Ben Taskar
Computer and Information Science, UPENN
From Co-occurrence to Correspondence
While supervised learning methods for classification and structured
prediction are very effective in many domains, they require detailed
and precise labeling of large amounts of data. Weakly or ambiguously
labeled data present major challenges as well as opportunities. For
example, to build a machine translation system, we typically have
large amounts of translated sentences to learn from, but without word
or phrase level correspondence. Copious images and videos on the web
or your harddrive are typically labeled with captions of who and what
is in the picture, but not where and when. The challenges are both
theoretical and algorithmic: under what assumptions can we guarantee
effective and efficient learning of precise correspondence from pure
co-occurrence? I will describe our ongoing work on weakly supervised
learning approaches for machine translation and parsing of images,
videos and text.Bio:
Ben Taskar received his bachelor's and doctoral degree in Computer
Science from Stanford University.
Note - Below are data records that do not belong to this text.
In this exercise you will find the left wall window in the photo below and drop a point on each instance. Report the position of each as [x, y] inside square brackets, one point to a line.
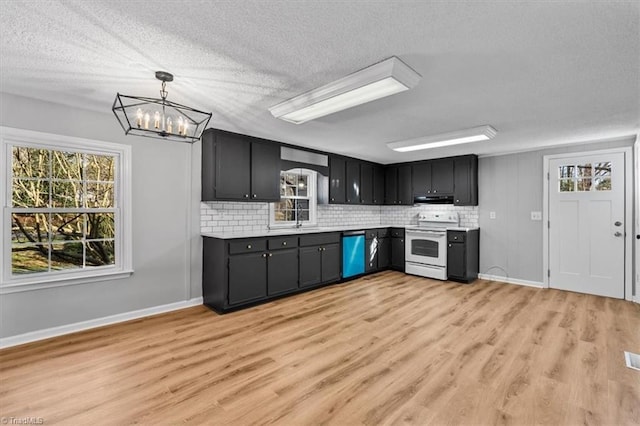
[66, 209]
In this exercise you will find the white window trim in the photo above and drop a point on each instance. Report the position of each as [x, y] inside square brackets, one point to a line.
[313, 203]
[124, 264]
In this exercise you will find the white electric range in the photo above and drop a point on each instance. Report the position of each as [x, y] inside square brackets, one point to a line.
[426, 244]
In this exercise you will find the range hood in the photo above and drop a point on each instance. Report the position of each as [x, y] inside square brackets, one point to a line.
[433, 199]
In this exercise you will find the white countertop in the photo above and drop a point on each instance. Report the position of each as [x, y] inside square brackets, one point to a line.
[299, 231]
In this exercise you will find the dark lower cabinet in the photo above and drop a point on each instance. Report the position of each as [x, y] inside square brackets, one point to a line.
[247, 277]
[282, 271]
[463, 255]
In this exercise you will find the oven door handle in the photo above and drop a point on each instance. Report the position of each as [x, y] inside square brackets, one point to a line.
[428, 234]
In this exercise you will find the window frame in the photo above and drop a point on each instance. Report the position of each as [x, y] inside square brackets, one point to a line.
[10, 137]
[312, 190]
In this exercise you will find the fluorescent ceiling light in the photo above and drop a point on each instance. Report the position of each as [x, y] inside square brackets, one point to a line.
[476, 134]
[383, 79]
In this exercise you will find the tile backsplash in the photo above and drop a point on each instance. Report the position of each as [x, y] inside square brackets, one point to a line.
[227, 216]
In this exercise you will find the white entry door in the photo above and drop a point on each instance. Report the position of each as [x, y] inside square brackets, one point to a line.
[586, 224]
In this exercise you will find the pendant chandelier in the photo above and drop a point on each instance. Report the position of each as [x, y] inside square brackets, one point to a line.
[160, 118]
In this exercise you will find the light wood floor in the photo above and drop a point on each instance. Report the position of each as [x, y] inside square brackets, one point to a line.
[384, 349]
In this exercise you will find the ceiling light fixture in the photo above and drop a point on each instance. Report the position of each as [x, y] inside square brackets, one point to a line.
[160, 118]
[377, 81]
[475, 134]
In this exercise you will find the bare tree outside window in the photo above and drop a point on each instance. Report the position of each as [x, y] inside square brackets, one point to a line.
[63, 210]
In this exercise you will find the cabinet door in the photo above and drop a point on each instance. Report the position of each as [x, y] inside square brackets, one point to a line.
[465, 181]
[331, 263]
[353, 182]
[247, 277]
[456, 260]
[336, 180]
[282, 271]
[384, 253]
[265, 171]
[233, 167]
[442, 177]
[310, 261]
[391, 185]
[372, 250]
[366, 183]
[378, 185]
[405, 192]
[421, 178]
[397, 253]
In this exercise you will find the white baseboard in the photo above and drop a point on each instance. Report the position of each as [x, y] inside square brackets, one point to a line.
[98, 322]
[511, 280]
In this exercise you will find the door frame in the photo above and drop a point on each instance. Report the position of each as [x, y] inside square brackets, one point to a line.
[628, 212]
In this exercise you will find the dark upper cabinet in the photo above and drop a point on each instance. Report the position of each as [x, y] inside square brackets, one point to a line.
[265, 171]
[398, 185]
[247, 277]
[366, 183]
[442, 176]
[391, 185]
[337, 194]
[465, 181]
[352, 179]
[405, 192]
[238, 167]
[433, 177]
[378, 185]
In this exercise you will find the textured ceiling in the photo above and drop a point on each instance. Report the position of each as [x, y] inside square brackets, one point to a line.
[542, 73]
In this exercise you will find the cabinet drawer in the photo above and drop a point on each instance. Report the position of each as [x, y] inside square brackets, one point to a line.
[397, 232]
[384, 232]
[456, 236]
[319, 239]
[282, 242]
[247, 246]
[370, 234]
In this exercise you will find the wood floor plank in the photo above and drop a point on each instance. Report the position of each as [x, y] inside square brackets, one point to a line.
[385, 349]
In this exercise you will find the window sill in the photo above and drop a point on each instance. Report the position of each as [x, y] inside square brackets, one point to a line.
[30, 284]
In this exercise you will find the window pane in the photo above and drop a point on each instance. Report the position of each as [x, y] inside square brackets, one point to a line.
[30, 162]
[567, 185]
[100, 226]
[100, 253]
[584, 170]
[566, 171]
[67, 227]
[602, 169]
[584, 184]
[30, 227]
[29, 258]
[30, 193]
[67, 256]
[99, 167]
[66, 194]
[66, 165]
[99, 195]
[602, 184]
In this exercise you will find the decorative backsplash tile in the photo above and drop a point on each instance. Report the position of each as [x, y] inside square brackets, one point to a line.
[226, 216]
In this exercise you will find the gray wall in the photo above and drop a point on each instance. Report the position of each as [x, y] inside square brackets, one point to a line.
[511, 185]
[163, 231]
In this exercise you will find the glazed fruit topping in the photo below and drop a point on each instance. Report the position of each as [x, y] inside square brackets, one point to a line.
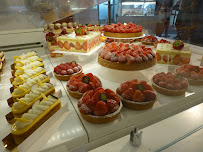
[178, 45]
[136, 91]
[123, 53]
[83, 82]
[67, 68]
[191, 71]
[99, 102]
[170, 81]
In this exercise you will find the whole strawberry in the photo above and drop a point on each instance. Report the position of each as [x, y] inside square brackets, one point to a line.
[178, 45]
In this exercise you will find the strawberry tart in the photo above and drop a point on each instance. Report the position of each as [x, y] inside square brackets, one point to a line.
[123, 30]
[136, 95]
[65, 71]
[149, 40]
[194, 74]
[79, 84]
[126, 57]
[170, 84]
[161, 41]
[99, 106]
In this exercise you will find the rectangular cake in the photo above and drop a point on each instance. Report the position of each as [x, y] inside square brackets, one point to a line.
[166, 54]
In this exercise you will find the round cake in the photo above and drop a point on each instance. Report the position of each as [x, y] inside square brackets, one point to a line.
[170, 84]
[194, 74]
[123, 31]
[79, 84]
[99, 106]
[128, 57]
[65, 71]
[136, 95]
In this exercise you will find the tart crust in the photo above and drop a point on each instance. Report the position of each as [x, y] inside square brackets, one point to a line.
[126, 66]
[123, 35]
[137, 105]
[102, 119]
[167, 91]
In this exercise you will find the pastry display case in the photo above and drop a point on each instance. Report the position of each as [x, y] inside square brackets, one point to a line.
[105, 79]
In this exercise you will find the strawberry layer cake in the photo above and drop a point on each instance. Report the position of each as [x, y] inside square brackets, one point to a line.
[127, 57]
[99, 106]
[136, 95]
[79, 84]
[123, 30]
[194, 74]
[170, 84]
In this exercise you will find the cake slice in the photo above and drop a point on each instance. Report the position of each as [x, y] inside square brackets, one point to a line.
[34, 118]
After a postdoc at the University of
California at Berkeley, he joined the faculty at the University of
Pennsylvania Computer and Information Science Department in 2007,
where he currently co-directs PRiML: Penn Research in Machine Learning.
His research interests include machine learning, natural language
processing and computer vision. His work on structured prediction has
received best paper awards at NIPS and EMNLP conferences.